In the end, Goleeta was surprised to find that she did not relish her victory. She had always thought that with Tormack gone, and the Sacred Shield and the throne of Dindal restored to their rightful owner, that the rest would take care of itself. That the people of Dindal would return and soon her kingdom would be just as it had been.
She had been wrong.
It was days since Galtar and his Golden Lance had brought Tormack down for good. For days now, Goleeta had sat upon her father's throne as Queen of Dindal. But she ruled a kingdom of ghosts.
Galtar said it would take time for word to reach her people, and even more time before they could return to their homeland. His voice was gentle and strong when he told her these things. He never doubted, not for a moment. And Zorn was relentlessly encouraging to his big sister, disconcerted at seeing her falter for the first time in his life.
Goleeta knew they were right and tried to take heart from their certainty. She knew it would take time. All she needed to do now was be patient.
But sometimes, especially as the days edged toward twilight, she thought that the castle must be haunted. There must be some reason that the people of Dindal had not returned. The thought that her people may have found new homes elsewhere and might never return to Dindal ate at her constantly, but most especially at night.

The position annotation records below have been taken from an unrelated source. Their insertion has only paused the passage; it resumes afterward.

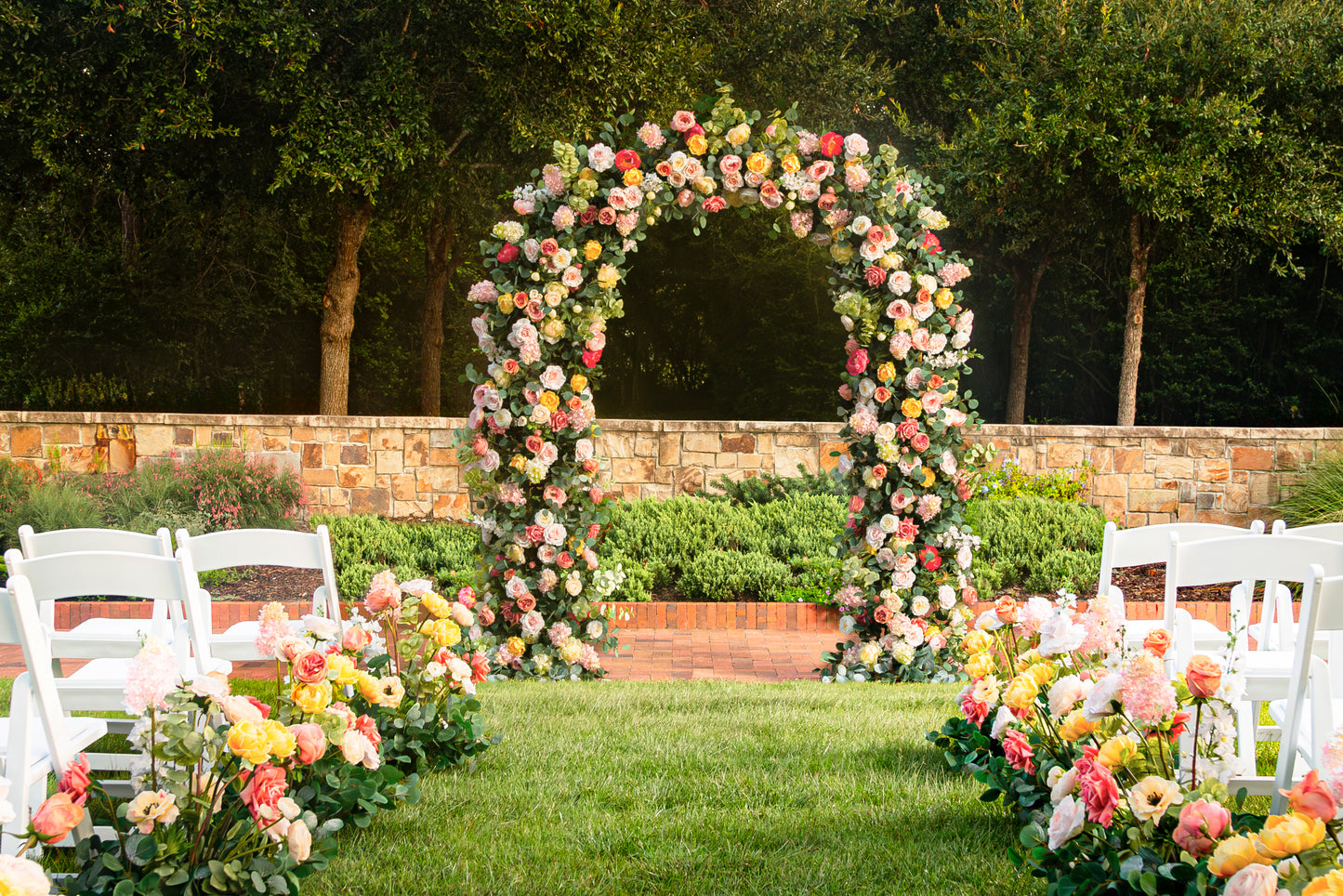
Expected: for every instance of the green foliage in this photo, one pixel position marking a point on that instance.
(362, 546)
(1010, 481)
(1037, 543)
(1318, 496)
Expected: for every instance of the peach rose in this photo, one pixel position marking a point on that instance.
(1202, 676)
(57, 817)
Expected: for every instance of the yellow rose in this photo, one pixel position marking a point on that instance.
(283, 743)
(1116, 751)
(1076, 726)
(249, 742)
(367, 685)
(571, 651)
(311, 699)
(435, 603)
(1328, 886)
(977, 641)
(1233, 854)
(1289, 835)
(341, 669)
(1020, 693)
(980, 664)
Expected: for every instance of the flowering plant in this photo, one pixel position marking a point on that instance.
(1119, 771)
(552, 286)
(211, 809)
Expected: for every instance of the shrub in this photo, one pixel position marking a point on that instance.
(1318, 497)
(1038, 543)
(1010, 481)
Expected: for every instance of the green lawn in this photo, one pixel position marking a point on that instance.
(694, 787)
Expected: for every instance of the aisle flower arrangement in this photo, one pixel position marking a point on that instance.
(1117, 771)
(554, 285)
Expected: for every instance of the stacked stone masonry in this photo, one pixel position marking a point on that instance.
(407, 467)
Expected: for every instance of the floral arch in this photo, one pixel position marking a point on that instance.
(554, 278)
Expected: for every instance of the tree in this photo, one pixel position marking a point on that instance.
(1150, 118)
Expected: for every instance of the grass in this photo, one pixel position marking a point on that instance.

Maybe her efforts to reclaim her throne and her destiny had been nothing but the silly determinations of a princess without a clue. Maybe no one cared what became of her or the kingdom that had been her childhood home and her birthright. Maybe it had all been for nothing.
It was easier by day, as she worked alongside her companions to remove Tormack's taint from the castle. With her body busy, her mind could rest. For Galtar and Zorn, she could force good humor and put on a brave face.
But in the gloom of dusk, when she wandered alone through old familiar halls, she was painfully aware of how the castle walls loomed like so much stone and the chambers languished empty, devoid of life. Gone were the warriors, the advisers, the servants, the men and women and children who had made Dindal what it was. Thork was the only animal in the stable. There were no supplies of food stored within the castle. Soon they would face the necessity of abandoning the castle to search for food. It was an unpleasant prospect, too much like admitting defeat.
Dindal was hers once more, but the victory felt more false with each passing day. This had been her dream for so long, but the reality was more like a nightmare.
She'd thought the hard part would be over when Tormack fell and she took back what he'd stolen. She'd been wrong about that, too. It was only just beginning.